L’accessibilità è ritenuta una qualità essenziale degli edifici , che riguarda quindi tutti i luoghi di lavoro in cui «indipendentemente dalla tipologia contrattuale, (si) svolge un’attività lavorativa nell’ambito dell’organizzazione di un datore di lavoro pubblico e privato». [art. 2, c. 1, lett. a), D. Lgs. n. 81/2008]. In questi termini, allorquando un soggetto – a prescindere se datore di lavoro (art. 2094 c.c.) o committente (art. 2222 c.c.) – pretenda che un’attività lavorativa – prestazione o opera – sia resa in un determinato luogo, questi dovrà assicurarne il pieno accesso alle persone con disabilità, che siano state riconosciute idonee alla realizzazione della prestazione o dell’opera.
L’idoneità alla mansione è, dunque, relativa alla capacità della persona di compiere un lavoro (autonomo o subordinato), mentre sarà obbligo del datore, ovvero del committente, farsi carico dell’accessibilità del luogo di lavoro. Si ritiene, altresì, che il tema sia unificante delle categorie del lavoro pubblico e privato, non potendo alcun soggetto ritenersi esente dal principio generale, descritto dall’art. 9 della Convenzione poc’anzi cennata.

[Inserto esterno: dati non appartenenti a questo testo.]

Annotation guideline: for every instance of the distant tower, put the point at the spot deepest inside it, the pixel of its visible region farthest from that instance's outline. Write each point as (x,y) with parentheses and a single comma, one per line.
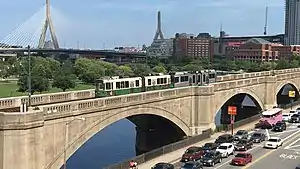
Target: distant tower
(48,24)
(266,21)
(158,33)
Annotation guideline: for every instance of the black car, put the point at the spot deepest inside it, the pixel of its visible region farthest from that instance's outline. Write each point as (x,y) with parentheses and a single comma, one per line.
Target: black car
(209,147)
(241,134)
(225,138)
(163,166)
(295,118)
(243,145)
(192,165)
(279,126)
(211,158)
(258,137)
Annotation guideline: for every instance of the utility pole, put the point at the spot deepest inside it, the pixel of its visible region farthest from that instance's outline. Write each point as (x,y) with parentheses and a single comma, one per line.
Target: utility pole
(29,78)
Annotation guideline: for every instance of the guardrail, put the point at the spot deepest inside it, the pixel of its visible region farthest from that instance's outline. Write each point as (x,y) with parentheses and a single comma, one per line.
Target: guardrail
(42,99)
(163,150)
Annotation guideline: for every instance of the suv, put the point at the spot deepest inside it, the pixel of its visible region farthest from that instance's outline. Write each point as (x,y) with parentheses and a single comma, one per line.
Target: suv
(279,126)
(211,158)
(295,118)
(226,149)
(163,166)
(225,138)
(192,154)
(192,165)
(241,134)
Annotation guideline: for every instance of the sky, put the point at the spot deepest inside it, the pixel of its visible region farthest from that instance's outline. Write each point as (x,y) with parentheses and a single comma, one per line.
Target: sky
(98,24)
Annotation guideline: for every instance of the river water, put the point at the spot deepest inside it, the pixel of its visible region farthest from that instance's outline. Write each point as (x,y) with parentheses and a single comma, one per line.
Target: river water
(113,144)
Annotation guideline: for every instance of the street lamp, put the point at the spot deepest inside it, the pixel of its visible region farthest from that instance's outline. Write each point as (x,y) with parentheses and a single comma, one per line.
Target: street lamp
(29,78)
(66,138)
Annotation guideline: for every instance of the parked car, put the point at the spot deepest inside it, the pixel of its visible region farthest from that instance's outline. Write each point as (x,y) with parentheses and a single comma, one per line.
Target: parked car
(241,134)
(211,158)
(295,118)
(226,149)
(242,159)
(163,166)
(286,116)
(192,154)
(192,165)
(243,145)
(279,126)
(209,147)
(258,137)
(225,138)
(273,142)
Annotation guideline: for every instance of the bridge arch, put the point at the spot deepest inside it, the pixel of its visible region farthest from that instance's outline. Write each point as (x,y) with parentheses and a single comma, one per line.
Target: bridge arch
(282,84)
(282,93)
(93,128)
(230,95)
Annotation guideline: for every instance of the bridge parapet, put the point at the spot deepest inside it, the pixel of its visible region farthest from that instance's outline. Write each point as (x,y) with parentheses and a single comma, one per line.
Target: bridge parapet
(12,102)
(255,74)
(79,107)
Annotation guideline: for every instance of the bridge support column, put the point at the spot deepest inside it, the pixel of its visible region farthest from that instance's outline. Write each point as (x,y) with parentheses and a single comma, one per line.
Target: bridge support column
(202,117)
(270,92)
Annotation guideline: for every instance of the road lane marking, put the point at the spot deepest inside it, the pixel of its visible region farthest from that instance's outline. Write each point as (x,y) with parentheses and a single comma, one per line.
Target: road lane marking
(269,152)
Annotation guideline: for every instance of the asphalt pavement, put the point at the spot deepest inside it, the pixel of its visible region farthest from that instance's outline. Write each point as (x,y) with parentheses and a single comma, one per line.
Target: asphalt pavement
(285,157)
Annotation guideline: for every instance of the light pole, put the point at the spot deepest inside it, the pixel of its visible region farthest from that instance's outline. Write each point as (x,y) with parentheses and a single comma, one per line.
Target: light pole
(66,138)
(29,78)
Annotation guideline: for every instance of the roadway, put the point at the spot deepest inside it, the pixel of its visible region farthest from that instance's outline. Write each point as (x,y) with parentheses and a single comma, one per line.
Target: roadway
(285,157)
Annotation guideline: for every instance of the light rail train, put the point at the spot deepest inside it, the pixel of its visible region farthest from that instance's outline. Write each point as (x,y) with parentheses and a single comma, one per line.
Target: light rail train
(114,86)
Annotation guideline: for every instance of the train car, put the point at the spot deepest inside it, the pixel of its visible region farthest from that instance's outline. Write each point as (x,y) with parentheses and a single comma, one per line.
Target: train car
(113,86)
(156,82)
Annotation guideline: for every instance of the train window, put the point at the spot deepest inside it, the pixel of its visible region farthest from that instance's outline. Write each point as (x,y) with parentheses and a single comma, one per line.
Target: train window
(132,84)
(118,85)
(126,84)
(211,76)
(108,86)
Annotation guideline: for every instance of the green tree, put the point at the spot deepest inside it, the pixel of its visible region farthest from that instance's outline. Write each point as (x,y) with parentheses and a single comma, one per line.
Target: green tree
(282,64)
(141,69)
(125,70)
(64,78)
(159,69)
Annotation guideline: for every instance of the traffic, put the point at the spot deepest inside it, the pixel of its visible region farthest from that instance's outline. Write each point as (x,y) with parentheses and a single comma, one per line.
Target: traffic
(275,138)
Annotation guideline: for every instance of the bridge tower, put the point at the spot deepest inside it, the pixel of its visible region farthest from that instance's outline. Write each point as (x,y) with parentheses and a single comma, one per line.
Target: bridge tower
(48,25)
(158,33)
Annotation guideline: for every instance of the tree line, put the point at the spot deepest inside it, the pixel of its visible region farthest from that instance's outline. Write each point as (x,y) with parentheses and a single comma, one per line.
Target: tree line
(48,72)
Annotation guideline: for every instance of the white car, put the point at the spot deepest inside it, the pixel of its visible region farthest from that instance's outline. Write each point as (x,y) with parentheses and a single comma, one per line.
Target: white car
(273,142)
(286,116)
(226,149)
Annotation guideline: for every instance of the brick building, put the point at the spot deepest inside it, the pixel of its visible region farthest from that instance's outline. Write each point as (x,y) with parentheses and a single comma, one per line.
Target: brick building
(258,50)
(188,45)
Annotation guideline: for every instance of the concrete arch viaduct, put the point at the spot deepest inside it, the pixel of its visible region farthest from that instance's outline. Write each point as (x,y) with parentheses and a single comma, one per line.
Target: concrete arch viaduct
(39,134)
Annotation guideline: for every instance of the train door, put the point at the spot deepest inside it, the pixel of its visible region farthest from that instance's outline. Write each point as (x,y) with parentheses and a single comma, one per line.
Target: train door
(143,84)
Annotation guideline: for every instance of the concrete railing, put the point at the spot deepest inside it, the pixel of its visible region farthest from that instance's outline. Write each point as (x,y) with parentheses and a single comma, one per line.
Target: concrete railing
(12,102)
(121,101)
(256,74)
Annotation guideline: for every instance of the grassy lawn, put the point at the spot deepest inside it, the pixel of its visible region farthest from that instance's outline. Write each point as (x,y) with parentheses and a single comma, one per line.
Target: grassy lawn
(9,89)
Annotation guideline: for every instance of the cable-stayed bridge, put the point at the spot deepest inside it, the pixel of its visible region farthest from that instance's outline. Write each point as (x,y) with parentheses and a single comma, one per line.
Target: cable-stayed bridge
(34,31)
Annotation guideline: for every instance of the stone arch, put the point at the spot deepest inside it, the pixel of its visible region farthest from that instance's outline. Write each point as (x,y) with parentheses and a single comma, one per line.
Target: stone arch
(282,84)
(233,93)
(100,124)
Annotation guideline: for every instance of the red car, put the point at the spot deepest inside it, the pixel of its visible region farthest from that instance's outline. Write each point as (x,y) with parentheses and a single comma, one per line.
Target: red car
(242,159)
(192,154)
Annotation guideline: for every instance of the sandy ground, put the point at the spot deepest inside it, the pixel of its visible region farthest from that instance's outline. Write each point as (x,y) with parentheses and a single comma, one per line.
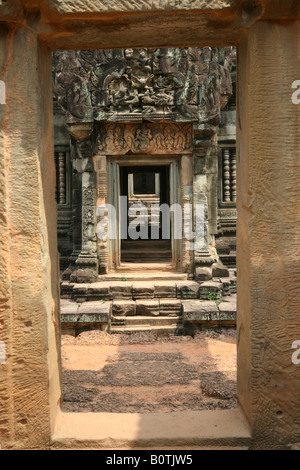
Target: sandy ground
(142,373)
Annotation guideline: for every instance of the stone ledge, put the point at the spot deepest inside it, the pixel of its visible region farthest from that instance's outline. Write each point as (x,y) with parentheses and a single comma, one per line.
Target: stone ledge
(154,430)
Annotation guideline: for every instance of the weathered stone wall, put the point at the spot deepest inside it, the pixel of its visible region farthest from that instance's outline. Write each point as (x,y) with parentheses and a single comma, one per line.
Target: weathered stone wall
(29,326)
(268,232)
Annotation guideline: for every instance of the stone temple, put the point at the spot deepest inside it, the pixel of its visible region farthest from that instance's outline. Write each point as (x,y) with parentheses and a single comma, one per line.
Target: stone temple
(146,184)
(266,35)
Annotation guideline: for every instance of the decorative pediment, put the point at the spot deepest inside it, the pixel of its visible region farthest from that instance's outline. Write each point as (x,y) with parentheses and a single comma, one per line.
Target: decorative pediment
(178,84)
(120,139)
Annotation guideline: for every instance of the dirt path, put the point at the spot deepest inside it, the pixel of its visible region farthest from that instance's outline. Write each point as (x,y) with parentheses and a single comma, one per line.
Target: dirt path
(142,373)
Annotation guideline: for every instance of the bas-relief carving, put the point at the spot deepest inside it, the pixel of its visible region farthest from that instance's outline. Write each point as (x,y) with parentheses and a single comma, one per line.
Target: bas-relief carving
(119,139)
(180,85)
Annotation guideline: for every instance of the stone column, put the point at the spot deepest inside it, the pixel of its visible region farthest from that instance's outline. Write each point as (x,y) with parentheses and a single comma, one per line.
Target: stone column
(87,261)
(268,232)
(206,260)
(29,290)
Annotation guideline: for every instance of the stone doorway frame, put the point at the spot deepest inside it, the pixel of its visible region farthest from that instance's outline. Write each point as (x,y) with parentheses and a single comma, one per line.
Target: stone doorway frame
(268,381)
(113,184)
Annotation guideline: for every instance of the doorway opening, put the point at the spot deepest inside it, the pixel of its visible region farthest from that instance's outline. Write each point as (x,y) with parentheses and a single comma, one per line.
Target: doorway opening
(147,238)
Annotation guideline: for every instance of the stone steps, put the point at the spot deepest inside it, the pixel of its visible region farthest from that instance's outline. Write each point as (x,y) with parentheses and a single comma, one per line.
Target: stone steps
(157,329)
(147,321)
(108,290)
(162,306)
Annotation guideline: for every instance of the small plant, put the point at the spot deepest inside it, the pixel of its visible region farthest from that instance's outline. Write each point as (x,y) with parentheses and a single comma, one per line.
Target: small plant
(214,297)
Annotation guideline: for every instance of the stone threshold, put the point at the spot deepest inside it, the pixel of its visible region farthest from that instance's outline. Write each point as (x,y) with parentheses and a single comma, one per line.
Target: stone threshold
(133,290)
(213,428)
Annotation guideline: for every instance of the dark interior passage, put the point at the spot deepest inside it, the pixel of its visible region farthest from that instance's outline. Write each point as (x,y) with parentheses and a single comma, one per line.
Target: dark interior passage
(146,237)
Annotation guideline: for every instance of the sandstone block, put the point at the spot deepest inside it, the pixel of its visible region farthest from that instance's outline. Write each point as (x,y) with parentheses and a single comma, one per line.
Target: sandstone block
(124,308)
(147,307)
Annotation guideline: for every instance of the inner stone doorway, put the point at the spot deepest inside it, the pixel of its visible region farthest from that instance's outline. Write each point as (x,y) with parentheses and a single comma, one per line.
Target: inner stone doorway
(147,238)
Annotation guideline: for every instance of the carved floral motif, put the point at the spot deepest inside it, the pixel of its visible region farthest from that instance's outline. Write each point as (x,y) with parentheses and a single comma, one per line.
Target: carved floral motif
(119,139)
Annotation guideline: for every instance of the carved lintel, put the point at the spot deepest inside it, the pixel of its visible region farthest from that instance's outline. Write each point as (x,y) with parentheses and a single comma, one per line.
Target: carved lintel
(119,139)
(81,131)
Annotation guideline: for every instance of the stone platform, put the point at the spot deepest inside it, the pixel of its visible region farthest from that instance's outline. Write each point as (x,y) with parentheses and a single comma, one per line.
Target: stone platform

4. Considerazioni conclusive
Alla luce delle riflessioni sviluppate in tema di accessibilità dei luoghi per le persone con disabilità, si ritiene che l’eliminazione degli impedimenti architettonici rappresenti la pre-condizione per il godimento di diritti fondamentali, sicché omettere la rimozione degli ostacoli fisici costituisce il presupposto per una discriminazione indiretta.
In particolare, dalla lettura della Dir. 78/2000/CE e del D. Lgs. n. 216/2003 si può ricavare come sussista un obbligo di accomodamento ragionevole, inteso quale superamento delle barriere, in tutti i casi in cui il luogo di lavoro sia determinato da un soggetto che pretenda che la prestazione (in senso lato anche quale opera, servizio, professione) sia resa in un luogo determinato.
La questione pare travalicare i confini dell’autonomia e della subordinazione, richiamando l’esigenza di rendere accessibile – davvero erga omnes – l’ambiente di lavoro, per agevolare l’espletamento dell’attività produttiva. Chi voglia ricevere la prestazione, organizzandone le modalità di esecuzione, anche con riferimento alla dimensione spaziale, non potrà opporre l’impraticabilità dei luoghi alla persona con disabilità ma, anzi, sarà gravato del (ragionevole) adattamento.
La questione, come spesso accade, si sposta sul piano degli oneri e della loro sostenibilità, secondo due linee di sviluppo: per le attività rese nel settore privato, se ne valuterà l’impatto in termini di sopportabilità del sacrificio, ex art. 41 Cost.; nella P. A., invece, si ritiene che il vincolo a non introdurre «nuovi o maggiori oneri per la finanza pubblica» (art. 3, c. 3-bis, D. Lgs. n. 216/2003) soccomba rispetto al preminente diritto (e dovere) del disabile al lavoro. In virtù dell’avvenuta ratifica delle convenzioni internazionali a cui lo Stato si è assoggettato , i diritti delle persone con disabilità possono finalmente trovare attuazione anche nel pubblico impiego, con conseguenti vantaggi per l’intera collettività.